Limbaugh appeared on Fox News Channel's "The Five" on Wednesday to clear up what he told a caller to his radio show
The caller, "Tony from Tampa," complained about what he'd seen Democratic strategist Julie Roginsky say on Neil Cavuto's show on Fox Business Channel.
"I said, sir, just stop listening to those people, stop watching those people, and I kept saying 'those people.'" Limbaugh told the panel of "The Five" via telephone. "I never said, 'Don't watch Fox.’ I have said over the course of my career, ‘don't watch ABC, don't watch NBC,’ and that's never made the news."
Politico ran a story at 6:14 a.m.
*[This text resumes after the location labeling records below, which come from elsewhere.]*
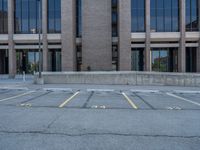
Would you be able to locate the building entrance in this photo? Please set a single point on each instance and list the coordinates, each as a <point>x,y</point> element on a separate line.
<point>54,60</point>
<point>27,61</point>
<point>191,59</point>
<point>3,61</point>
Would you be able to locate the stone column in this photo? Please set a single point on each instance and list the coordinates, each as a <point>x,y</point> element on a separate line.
<point>147,54</point>
<point>96,35</point>
<point>44,35</point>
<point>198,50</point>
<point>124,46</point>
<point>182,49</point>
<point>68,35</point>
<point>12,52</point>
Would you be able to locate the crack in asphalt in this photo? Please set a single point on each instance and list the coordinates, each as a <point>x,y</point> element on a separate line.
<point>97,134</point>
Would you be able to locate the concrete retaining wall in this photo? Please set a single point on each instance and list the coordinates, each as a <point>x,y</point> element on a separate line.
<point>124,78</point>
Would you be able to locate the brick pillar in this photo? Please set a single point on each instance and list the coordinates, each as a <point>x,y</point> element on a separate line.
<point>147,54</point>
<point>96,35</point>
<point>68,35</point>
<point>182,49</point>
<point>12,52</point>
<point>44,35</point>
<point>124,10</point>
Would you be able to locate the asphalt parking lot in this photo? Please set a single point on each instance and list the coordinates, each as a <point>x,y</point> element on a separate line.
<point>99,118</point>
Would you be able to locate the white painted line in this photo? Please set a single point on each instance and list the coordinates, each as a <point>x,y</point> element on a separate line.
<point>100,90</point>
<point>58,89</point>
<point>13,88</point>
<point>186,92</point>
<point>13,97</point>
<point>130,101</point>
<point>146,91</point>
<point>181,98</point>
<point>68,100</point>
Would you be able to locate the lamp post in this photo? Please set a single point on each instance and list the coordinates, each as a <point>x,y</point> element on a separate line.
<point>39,44</point>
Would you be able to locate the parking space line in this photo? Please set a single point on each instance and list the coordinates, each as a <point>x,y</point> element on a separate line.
<point>181,98</point>
<point>33,98</point>
<point>68,100</point>
<point>13,97</point>
<point>88,99</point>
<point>129,101</point>
<point>142,99</point>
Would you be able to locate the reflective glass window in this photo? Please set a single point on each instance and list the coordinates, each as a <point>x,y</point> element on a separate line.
<point>192,15</point>
<point>54,16</point>
<point>78,18</point>
<point>138,15</point>
<point>26,17</point>
<point>164,15</point>
<point>3,17</point>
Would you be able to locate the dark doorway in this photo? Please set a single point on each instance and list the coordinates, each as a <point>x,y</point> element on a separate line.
<point>27,61</point>
<point>137,57</point>
<point>54,60</point>
<point>191,59</point>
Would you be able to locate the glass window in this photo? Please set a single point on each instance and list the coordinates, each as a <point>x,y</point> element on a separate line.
<point>164,15</point>
<point>164,59</point>
<point>137,59</point>
<point>138,15</point>
<point>54,16</point>
<point>78,18</point>
<point>54,60</point>
<point>3,17</point>
<point>26,16</point>
<point>191,59</point>
<point>192,15</point>
<point>27,61</point>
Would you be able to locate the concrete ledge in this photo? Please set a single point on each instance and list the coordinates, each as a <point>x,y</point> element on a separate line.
<point>124,78</point>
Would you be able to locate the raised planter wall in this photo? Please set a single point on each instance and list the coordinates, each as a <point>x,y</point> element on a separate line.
<point>124,78</point>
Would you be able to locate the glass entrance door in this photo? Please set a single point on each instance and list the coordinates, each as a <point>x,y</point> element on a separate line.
<point>137,57</point>
<point>3,61</point>
<point>27,61</point>
<point>191,59</point>
<point>54,60</point>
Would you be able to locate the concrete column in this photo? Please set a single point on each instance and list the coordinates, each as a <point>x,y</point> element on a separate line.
<point>44,35</point>
<point>182,49</point>
<point>124,46</point>
<point>68,35</point>
<point>147,54</point>
<point>12,52</point>
<point>198,50</point>
<point>96,35</point>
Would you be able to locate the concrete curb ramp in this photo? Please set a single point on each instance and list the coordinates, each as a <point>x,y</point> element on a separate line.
<point>123,78</point>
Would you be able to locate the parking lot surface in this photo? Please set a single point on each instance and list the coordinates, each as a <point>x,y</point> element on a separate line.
<point>99,117</point>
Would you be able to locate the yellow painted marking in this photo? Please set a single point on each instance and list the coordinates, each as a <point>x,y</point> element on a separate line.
<point>69,99</point>
<point>130,101</point>
<point>20,95</point>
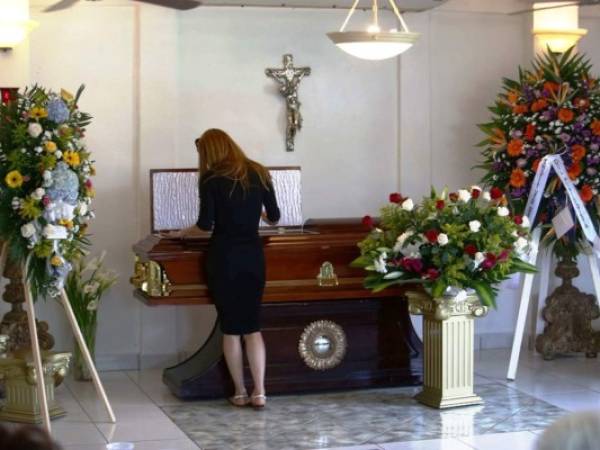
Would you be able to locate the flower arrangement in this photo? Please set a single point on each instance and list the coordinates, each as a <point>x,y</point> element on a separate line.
<point>45,185</point>
<point>466,239</point>
<point>85,284</point>
<point>554,108</point>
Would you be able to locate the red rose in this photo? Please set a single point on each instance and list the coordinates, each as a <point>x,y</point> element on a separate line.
<point>396,198</point>
<point>368,222</point>
<point>503,256</point>
<point>412,265</point>
<point>432,235</point>
<point>471,249</point>
<point>496,193</point>
<point>530,132</point>
<point>432,274</point>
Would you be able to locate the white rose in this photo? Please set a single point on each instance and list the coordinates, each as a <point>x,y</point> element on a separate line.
<point>16,203</point>
<point>442,239</point>
<point>38,193</point>
<point>93,305</point>
<point>82,206</point>
<point>474,225</point>
<point>503,211</point>
<point>28,230</point>
<point>479,258</point>
<point>34,129</point>
<point>520,244</point>
<point>464,195</point>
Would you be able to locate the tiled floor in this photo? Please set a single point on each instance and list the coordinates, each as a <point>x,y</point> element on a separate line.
<point>143,405</point>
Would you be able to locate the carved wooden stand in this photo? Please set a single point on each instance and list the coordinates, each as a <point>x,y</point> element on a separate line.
<point>568,314</point>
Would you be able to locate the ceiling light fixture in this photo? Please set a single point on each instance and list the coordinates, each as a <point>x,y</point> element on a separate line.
<point>14,23</point>
<point>374,44</point>
<point>556,28</point>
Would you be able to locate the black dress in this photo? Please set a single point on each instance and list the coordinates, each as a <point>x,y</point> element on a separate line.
<point>235,266</point>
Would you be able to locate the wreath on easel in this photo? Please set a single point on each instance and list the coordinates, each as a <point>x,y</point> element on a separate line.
<point>45,185</point>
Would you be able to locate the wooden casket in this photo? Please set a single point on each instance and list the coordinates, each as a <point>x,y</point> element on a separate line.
<point>322,329</point>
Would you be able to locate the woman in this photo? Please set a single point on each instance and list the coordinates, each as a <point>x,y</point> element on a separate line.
<point>233,191</point>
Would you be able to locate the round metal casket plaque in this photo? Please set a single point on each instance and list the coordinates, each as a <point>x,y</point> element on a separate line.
<point>322,345</point>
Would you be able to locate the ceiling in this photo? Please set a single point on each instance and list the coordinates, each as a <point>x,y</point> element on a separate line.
<point>404,5</point>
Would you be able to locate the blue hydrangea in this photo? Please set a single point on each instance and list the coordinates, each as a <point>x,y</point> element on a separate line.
<point>58,111</point>
<point>65,185</point>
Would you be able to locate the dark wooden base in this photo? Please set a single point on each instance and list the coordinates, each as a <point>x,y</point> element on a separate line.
<point>383,350</point>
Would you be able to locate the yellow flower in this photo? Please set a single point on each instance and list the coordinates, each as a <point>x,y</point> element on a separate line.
<point>66,95</point>
<point>50,146</point>
<point>72,158</point>
<point>38,113</point>
<point>14,179</point>
<point>56,261</point>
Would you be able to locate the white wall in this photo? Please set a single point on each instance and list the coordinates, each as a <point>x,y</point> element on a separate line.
<point>157,78</point>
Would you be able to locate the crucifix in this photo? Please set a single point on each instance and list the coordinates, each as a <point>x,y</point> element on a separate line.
<point>289,78</point>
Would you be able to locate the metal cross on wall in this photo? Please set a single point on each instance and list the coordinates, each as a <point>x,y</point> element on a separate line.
<point>289,78</point>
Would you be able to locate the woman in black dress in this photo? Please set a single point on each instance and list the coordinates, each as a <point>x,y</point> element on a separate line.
<point>233,191</point>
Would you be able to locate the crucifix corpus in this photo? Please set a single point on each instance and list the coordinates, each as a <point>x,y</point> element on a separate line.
<point>289,78</point>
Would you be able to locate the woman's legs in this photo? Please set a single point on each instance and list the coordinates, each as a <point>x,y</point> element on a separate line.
<point>232,349</point>
<point>255,351</point>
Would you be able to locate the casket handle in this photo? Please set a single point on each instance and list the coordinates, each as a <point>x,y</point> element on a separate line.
<point>327,276</point>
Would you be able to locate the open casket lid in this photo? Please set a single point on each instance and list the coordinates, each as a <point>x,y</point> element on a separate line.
<point>174,197</point>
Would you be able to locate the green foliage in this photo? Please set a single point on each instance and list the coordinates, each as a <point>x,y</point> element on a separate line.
<point>462,240</point>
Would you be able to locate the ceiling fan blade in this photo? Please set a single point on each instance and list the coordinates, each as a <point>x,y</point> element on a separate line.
<point>59,6</point>
<point>181,5</point>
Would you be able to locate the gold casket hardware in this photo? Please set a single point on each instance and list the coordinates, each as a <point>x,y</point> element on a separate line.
<point>327,276</point>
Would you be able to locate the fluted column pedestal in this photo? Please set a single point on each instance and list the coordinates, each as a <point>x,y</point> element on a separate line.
<point>448,346</point>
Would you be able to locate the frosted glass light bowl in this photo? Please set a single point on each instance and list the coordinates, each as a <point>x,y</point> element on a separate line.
<point>120,446</point>
<point>373,46</point>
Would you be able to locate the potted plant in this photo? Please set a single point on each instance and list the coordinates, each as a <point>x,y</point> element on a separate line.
<point>85,285</point>
<point>458,247</point>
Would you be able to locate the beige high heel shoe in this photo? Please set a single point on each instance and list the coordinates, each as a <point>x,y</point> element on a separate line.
<point>258,401</point>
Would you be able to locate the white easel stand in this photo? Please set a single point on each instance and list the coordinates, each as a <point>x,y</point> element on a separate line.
<point>37,357</point>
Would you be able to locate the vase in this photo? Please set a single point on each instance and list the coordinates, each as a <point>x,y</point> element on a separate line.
<point>568,314</point>
<point>448,346</point>
<point>80,369</point>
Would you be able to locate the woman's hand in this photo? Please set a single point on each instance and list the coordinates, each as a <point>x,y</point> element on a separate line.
<point>265,218</point>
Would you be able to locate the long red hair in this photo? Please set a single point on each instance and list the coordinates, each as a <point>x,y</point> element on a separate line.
<point>220,155</point>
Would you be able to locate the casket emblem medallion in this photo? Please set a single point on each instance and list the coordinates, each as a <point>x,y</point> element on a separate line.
<point>322,345</point>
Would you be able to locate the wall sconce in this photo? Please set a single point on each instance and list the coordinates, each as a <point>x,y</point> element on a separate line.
<point>14,23</point>
<point>556,28</point>
<point>8,95</point>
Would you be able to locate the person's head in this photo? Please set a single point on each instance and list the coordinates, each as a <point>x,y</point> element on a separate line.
<point>26,437</point>
<point>221,155</point>
<point>578,431</point>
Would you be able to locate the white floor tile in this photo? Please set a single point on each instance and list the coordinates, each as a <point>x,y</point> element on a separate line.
<point>148,430</point>
<point>575,401</point>
<point>436,444</point>
<point>180,444</point>
<point>358,447</point>
<point>522,440</point>
<point>76,434</point>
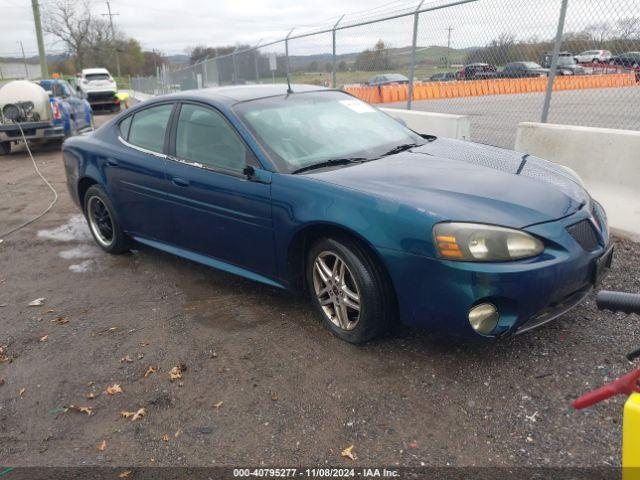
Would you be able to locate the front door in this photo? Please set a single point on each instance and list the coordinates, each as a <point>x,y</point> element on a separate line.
<point>135,172</point>
<point>216,210</point>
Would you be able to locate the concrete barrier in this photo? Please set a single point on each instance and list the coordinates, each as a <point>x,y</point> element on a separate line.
<point>608,161</point>
<point>438,124</point>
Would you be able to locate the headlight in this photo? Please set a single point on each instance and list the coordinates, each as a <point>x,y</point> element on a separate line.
<point>474,242</point>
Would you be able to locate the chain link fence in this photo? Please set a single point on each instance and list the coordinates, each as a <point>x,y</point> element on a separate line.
<point>499,61</point>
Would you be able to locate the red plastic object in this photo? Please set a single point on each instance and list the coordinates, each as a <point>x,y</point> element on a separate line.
<point>624,385</point>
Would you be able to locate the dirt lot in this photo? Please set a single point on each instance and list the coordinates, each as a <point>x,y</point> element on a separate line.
<point>264,382</point>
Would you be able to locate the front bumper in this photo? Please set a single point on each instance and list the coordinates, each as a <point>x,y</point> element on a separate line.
<point>438,294</point>
<point>32,131</point>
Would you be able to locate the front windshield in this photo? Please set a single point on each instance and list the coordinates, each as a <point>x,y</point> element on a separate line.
<point>96,76</point>
<point>304,129</point>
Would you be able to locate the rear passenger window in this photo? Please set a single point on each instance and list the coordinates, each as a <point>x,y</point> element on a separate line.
<point>203,136</point>
<point>124,127</point>
<point>148,127</point>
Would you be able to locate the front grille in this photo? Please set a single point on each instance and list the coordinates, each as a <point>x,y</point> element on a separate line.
<point>585,234</point>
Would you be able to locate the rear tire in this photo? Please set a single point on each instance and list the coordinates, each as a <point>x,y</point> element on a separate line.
<point>349,290</point>
<point>103,221</point>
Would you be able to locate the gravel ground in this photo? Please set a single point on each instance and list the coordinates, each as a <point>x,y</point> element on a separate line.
<point>263,381</point>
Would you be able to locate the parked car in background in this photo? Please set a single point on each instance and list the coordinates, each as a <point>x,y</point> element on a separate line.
<point>627,60</point>
<point>99,88</point>
<point>312,188</point>
<point>567,64</point>
<point>442,77</point>
<point>387,79</point>
<point>45,111</point>
<point>593,56</point>
<point>472,70</point>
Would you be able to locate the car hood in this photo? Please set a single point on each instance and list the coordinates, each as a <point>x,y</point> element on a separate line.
<point>457,180</point>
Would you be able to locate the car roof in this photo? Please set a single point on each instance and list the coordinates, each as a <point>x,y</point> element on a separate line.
<point>86,71</point>
<point>240,93</point>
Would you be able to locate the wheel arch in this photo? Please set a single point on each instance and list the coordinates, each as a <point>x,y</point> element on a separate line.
<point>84,184</point>
<point>302,240</point>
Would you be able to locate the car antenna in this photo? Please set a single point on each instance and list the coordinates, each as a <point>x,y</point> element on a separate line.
<point>289,91</point>
<point>286,46</point>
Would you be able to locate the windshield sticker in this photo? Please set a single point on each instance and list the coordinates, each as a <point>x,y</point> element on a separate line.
<point>357,106</point>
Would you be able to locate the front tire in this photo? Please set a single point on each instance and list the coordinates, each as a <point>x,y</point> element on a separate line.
<point>103,221</point>
<point>349,290</point>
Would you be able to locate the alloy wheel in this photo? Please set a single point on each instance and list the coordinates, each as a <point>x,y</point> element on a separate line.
<point>336,290</point>
<point>100,221</point>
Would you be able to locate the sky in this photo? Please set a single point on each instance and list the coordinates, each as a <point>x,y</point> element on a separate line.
<point>172,26</point>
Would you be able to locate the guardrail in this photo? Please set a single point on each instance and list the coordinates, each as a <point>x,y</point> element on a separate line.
<point>497,86</point>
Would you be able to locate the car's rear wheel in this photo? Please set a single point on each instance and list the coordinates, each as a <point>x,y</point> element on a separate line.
<point>349,290</point>
<point>5,148</point>
<point>103,222</point>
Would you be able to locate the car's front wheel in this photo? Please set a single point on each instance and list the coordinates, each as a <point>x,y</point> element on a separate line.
<point>349,289</point>
<point>103,222</point>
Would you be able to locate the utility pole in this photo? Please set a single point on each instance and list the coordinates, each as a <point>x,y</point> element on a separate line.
<point>24,60</point>
<point>44,71</point>
<point>449,45</point>
<point>113,34</point>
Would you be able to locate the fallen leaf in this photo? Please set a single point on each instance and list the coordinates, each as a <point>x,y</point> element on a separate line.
<point>176,372</point>
<point>348,452</point>
<point>87,410</point>
<point>113,389</point>
<point>141,412</point>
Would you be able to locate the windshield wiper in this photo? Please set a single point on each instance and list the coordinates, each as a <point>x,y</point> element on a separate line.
<point>401,148</point>
<point>331,163</point>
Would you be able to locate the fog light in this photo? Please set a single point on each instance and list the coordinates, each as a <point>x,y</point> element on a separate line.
<point>484,318</point>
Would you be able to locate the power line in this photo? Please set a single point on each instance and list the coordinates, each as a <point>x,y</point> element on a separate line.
<point>113,35</point>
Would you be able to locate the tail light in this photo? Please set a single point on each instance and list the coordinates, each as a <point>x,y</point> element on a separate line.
<point>56,111</point>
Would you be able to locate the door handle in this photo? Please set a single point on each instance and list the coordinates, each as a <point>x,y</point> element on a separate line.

Tuesday headlined "Rush Limbaugh Tells Caller Not to Watch Fox." After Limbaugh denied the characterization, Politico updated the story
at 8:02 p.m. with a new headline: "Rush Limbaugh Denies Fox Snub."
"I guess they consider me and talk radio and you guys the last vestige of any opposition to the leftist agenda in the country," Limbaugh told "The Five" panel. "So they'd like to drive a wedge."
The defense rested in the George Zimmerman murder trial earlier in the day. Limbaugh said he believes the media is invested in a guilty verdict based on racism.
"There is a desire to categorize this as racial, when it probably had nothing to do with race," Limbaugh said.
It is almost a right of passage for being a liberal in the media that you have to see America as inherently racist, Limbaugh said. And the media takes every opportunity to feed that narrative, he said.
"This trial I don't even think should be taking place," Limbaugh said. "I don't even think there's a case here."
Limbaugh does not believe that President Barack Obama was attempting to introduce race into the case when he said if he had a son "he'd look like Trayvon" Martin. The media would have made it a cause celebre even without Obama's statement, according to Limbaugh.
"Obama was just icing on the cake," Limbaugh said.
Turning to the immigration debate, Limbaugh said the only thing broken about the current system is that existing laws are not being enforced. "I don't think we need a whole new set of laws."
The real purpose behind the call for comprehensive immigration legislation is that the Democrats need a permanent underclass, he said. As Americans climb their way through middle class, Democrats have to replace them.
"Democrats see 11 million votes here," he said.
Republicans, on the other hand, are scared that if they don't pass the law they'll never get the Hispanic vote, he said. But he pointed out that Hispanic turnout was 7.8 percent in 2012, with Romney getting only 27 percent of that.
"If Romney had gotten 70 percent of the Hispanic vote in 2012 he'd have still lost," Limbaugh said.